Un tubercule qui a beaucoup voyagé…

Originaire des Andes péruviennes, la pomme de terre est une vieille patate d’environ 8000 ans. Au XVI° siècle, les Espagnols, partis chercher de l’or au Pérou, la ramènent en Europe. Cette culture, attestée en Espagne en 1573, commence à essaimer sur le continent, Italie, Angleterre, France, Pays-Bas… En Irlande, l’accueil est chaleureux, elle s’y développe dans un contexte frais et humide. Portée par l’expansion coloniale européenne, la pomme de terre continue de voyager, plaines alluviales du Bengale dans le sous-continent indien, Delta du Nil en Egypte, Massif de l’Atlas au Maroc, Australie, Amérique du Sud, Brésil et Argentine. En Asie, elle passe du Caucase au plateau d’Anatolie en Turquie, gagne la Russie, la Chine orientale, et s’avance sur la péninsule coréenne. A la fin des années 50, aux Etats-Unis, elle se transforme en frites pour Mac Donald. Dans les années 60, elle se développe en Chine, en Inde, et au Bengladesh. Connue en Afrique subsaharienne, elle descend vers le Cameroun, le Kenya, ou le Rwanda. Au XX° siècle, la pomme de terre est devenue l’un des principaux aliments de la planète. (1)

« L’aliment du futur »

Cultivée aujourd’hui dans plus d’une centaine de pays, sa production mondiale atteint les 320 millions de tonnes en 2007, chiffre record. L’Asie et l’Europe totalisent 80% de cette production. Depuis les années 90, le secteur de la pomme de terre, jusqu’alors monopolisé par l’Europe, l’Amérique du Nord, et les pays ex-soviétiques, a évolué. L’Asie, l’Afrique, et l’Amérique latine, ont multiplié leur récolte par plus de 5 depuis les années 60. En 2005, la production des pays en voie de développement, Chine et Inde en tête, a dépassé celle des pays développés. La Chine est devenue le plus grand champ mondial de pommes de terre. Côté rendements, l’Amérique du Nord reste en tête, plus de 40 tonnes à l’hectare. Contre une fourchette comprise entre 16 et 17 pour l’Asie, l’Océanie, et l’Europe, et seulement un peu moins de 11 tonnes à l’hectare pour le continent africain. (2) Pour les experts de la FAO, qui examinent le potentiel de la pomme de terre dans le cadre de cette Année internationale, la question des rendements n’est pas insurmontable. Il y a même beaucoup à attendre d’un tubercule qui pousse vite, s’adapte sur des sols difficiles, et qui consomme peu d’engrais. Une opportunité pour les pays en voie de développement. Réunis à Cuzco fin mars dernier par les Nations Unies, 90 experts ont discuté des stratégies à développer pour exploiter ce potentiel alimentaire, et économique. Selon eux, « La pomme de terre sera l’aliment du futur ».

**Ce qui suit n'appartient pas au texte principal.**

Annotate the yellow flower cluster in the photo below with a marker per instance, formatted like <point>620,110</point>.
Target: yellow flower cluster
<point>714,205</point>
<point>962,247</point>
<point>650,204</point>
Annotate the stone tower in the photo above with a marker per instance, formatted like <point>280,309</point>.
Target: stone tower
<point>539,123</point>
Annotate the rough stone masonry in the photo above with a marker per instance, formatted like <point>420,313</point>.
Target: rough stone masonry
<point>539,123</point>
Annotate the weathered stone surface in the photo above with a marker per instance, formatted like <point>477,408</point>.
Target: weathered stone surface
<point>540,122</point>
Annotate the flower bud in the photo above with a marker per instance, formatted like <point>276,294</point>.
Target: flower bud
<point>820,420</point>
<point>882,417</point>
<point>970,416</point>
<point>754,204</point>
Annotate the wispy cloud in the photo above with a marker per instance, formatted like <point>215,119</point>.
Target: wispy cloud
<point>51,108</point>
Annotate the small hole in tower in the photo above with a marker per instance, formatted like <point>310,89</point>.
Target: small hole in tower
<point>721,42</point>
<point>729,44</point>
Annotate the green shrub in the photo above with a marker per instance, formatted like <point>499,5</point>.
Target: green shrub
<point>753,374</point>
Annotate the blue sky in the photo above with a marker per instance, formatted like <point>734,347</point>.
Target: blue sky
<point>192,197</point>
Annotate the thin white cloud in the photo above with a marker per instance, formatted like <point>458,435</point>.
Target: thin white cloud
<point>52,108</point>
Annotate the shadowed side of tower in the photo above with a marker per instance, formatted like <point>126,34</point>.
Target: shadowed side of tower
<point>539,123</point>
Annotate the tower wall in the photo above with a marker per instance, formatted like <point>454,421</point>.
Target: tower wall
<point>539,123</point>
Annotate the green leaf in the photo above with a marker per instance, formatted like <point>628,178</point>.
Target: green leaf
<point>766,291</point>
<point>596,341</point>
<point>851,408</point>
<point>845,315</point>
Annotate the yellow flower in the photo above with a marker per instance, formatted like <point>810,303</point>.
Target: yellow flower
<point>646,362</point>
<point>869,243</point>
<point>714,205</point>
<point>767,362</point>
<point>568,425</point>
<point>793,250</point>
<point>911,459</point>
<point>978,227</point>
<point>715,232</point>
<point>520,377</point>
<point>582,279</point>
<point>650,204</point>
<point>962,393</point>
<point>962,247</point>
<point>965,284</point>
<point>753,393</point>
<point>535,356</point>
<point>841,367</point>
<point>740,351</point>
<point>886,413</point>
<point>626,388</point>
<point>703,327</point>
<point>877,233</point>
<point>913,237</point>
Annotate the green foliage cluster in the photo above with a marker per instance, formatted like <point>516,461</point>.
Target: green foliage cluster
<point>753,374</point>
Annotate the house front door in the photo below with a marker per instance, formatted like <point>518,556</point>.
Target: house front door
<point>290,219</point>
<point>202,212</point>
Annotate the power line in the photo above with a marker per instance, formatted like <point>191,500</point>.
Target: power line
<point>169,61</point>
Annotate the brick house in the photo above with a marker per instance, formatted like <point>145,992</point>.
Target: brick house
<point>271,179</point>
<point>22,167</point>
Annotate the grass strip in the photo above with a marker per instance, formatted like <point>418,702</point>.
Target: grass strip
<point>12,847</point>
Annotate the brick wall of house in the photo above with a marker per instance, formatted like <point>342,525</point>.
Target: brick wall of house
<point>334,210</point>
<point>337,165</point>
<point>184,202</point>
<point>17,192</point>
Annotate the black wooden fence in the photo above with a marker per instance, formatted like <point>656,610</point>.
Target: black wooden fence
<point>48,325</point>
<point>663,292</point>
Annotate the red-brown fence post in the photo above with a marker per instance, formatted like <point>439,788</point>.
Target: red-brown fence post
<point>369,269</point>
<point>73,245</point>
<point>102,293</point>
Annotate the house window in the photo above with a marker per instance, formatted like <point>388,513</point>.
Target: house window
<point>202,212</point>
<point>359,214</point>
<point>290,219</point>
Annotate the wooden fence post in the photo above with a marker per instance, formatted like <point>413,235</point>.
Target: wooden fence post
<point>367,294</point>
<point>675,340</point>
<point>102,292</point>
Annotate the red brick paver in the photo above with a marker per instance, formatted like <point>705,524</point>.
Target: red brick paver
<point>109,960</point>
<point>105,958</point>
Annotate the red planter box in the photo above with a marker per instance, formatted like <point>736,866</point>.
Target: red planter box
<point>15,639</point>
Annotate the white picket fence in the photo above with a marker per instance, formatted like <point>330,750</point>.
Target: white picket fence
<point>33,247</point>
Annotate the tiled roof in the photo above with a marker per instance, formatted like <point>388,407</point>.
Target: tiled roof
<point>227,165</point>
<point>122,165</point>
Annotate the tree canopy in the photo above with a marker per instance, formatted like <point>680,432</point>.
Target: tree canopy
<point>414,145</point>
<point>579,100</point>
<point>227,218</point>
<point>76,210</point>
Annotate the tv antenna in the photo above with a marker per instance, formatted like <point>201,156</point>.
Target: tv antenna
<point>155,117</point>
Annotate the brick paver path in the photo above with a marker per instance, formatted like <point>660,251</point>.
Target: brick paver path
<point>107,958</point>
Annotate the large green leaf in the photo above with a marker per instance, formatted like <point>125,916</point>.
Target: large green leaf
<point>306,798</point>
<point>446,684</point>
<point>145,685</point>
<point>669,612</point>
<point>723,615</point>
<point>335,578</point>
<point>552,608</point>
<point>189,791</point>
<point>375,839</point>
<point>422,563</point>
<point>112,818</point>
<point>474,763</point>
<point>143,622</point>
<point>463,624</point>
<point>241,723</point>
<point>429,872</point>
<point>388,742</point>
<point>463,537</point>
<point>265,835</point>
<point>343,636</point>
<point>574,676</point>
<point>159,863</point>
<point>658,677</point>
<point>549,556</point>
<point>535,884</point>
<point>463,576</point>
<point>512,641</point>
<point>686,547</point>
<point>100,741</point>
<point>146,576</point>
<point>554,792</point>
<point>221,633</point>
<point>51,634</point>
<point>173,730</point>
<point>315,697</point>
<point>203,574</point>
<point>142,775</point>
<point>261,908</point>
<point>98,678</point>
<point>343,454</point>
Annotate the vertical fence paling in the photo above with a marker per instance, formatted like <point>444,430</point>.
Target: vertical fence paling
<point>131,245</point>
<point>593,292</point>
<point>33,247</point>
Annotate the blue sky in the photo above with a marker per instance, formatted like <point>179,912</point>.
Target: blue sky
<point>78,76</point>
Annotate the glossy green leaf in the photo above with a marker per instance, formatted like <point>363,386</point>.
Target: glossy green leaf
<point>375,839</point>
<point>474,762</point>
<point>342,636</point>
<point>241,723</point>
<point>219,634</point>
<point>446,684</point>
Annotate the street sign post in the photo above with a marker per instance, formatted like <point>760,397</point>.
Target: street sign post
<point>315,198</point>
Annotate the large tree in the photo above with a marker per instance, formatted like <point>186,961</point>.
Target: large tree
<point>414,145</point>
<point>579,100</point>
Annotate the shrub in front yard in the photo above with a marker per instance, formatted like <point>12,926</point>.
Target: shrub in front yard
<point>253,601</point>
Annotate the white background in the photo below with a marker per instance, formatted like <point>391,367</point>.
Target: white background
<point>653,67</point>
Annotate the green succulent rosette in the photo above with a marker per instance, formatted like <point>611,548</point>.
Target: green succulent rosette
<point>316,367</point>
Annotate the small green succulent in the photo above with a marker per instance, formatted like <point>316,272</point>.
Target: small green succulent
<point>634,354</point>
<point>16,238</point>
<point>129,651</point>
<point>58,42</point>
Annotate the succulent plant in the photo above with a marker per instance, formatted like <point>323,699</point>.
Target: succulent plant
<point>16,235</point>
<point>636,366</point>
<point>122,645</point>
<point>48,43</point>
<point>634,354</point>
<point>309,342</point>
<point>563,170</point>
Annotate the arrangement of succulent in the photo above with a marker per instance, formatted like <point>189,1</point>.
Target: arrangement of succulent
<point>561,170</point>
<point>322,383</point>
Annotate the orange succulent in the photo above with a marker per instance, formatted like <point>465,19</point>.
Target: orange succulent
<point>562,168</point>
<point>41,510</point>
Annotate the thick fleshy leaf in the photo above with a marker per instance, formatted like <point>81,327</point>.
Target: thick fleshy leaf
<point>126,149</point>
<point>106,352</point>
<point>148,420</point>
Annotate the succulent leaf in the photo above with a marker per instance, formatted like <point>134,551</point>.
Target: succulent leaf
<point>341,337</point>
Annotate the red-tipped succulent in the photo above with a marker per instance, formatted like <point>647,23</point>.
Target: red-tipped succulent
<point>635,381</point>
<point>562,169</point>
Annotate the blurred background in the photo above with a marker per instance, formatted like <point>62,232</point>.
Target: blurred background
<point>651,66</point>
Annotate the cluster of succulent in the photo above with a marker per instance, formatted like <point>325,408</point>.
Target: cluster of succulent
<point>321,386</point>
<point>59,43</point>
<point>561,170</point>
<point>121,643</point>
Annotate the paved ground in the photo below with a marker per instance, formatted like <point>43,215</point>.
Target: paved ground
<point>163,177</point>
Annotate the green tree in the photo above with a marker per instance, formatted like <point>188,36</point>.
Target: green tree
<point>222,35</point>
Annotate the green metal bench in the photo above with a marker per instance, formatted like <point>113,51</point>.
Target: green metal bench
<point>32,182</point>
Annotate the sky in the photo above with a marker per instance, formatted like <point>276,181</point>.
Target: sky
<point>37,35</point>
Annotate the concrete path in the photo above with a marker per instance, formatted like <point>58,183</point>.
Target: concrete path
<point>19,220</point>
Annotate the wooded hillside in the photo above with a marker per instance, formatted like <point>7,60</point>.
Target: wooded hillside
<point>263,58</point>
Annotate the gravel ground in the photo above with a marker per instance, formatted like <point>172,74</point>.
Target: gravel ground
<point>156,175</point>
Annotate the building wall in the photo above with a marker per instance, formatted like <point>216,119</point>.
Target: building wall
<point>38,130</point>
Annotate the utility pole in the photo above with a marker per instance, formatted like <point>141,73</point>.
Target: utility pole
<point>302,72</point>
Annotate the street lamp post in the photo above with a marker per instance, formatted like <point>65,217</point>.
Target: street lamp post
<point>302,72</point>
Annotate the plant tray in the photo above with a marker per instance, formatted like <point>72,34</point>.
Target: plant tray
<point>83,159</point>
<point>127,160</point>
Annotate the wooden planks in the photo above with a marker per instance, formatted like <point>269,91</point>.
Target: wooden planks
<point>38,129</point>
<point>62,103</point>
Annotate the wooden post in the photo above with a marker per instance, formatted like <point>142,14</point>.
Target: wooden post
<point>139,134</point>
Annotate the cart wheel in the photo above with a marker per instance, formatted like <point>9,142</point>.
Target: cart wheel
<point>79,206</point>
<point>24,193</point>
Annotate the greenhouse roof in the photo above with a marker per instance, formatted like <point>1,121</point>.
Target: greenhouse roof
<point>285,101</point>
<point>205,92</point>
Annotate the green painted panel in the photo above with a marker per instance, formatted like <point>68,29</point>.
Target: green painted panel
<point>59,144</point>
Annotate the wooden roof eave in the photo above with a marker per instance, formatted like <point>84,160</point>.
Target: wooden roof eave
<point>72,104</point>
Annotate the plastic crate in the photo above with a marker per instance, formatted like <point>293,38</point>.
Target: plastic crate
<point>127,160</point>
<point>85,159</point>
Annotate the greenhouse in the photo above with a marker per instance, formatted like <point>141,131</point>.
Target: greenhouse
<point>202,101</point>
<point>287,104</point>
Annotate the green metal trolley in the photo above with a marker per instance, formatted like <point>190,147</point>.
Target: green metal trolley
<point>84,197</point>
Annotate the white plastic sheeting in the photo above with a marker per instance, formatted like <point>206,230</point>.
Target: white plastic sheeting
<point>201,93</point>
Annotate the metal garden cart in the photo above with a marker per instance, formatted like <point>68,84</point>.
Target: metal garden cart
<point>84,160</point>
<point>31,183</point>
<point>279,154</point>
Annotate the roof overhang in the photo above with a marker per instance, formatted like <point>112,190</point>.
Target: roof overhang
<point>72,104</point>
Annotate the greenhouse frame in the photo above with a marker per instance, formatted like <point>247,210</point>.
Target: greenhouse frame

La cause d’une émigration ancienne.

Pour moi, la pomme de terre reste liée à l’histoire de la diaspora irlandaise. Introduite à la fin du XVI°, elle s’est accommodée d’un climat doux et humide, de terres ingrates, et d’une multiplication des petites propriétés. Elle n’a pas besoin de grands espaces. Au fil du temps, la pomme de terre est devenue la principale nourriture des Irlandais. Au milieu du XIX° siècle, le mildiou s’attaque aux cultures, les mauvaises récoltes se succèdent. De 1846 à 1851, 500.000 à un million de personnes, selon les estimations, meurent de faim. Des épidémies, notamment le typhus, se développent. Autre conséquence majeure, l’émigration. La crise de la pomme de terre, probablement aidée par la brutalité de l’occupation anglaise, provoque le départ de deux millions de personnes vers la Grande Bretagne, les Etats-Unis, le Canada, l’Australie. Entre 1845 et 1851, l’Irlande perd le tiers de sa population. (3)

M.J

(1) FAO, 2008 (2) FAO, 2008 (3) Global Diasporas, An introduction, Robin Cohen, UCL Press, p 181.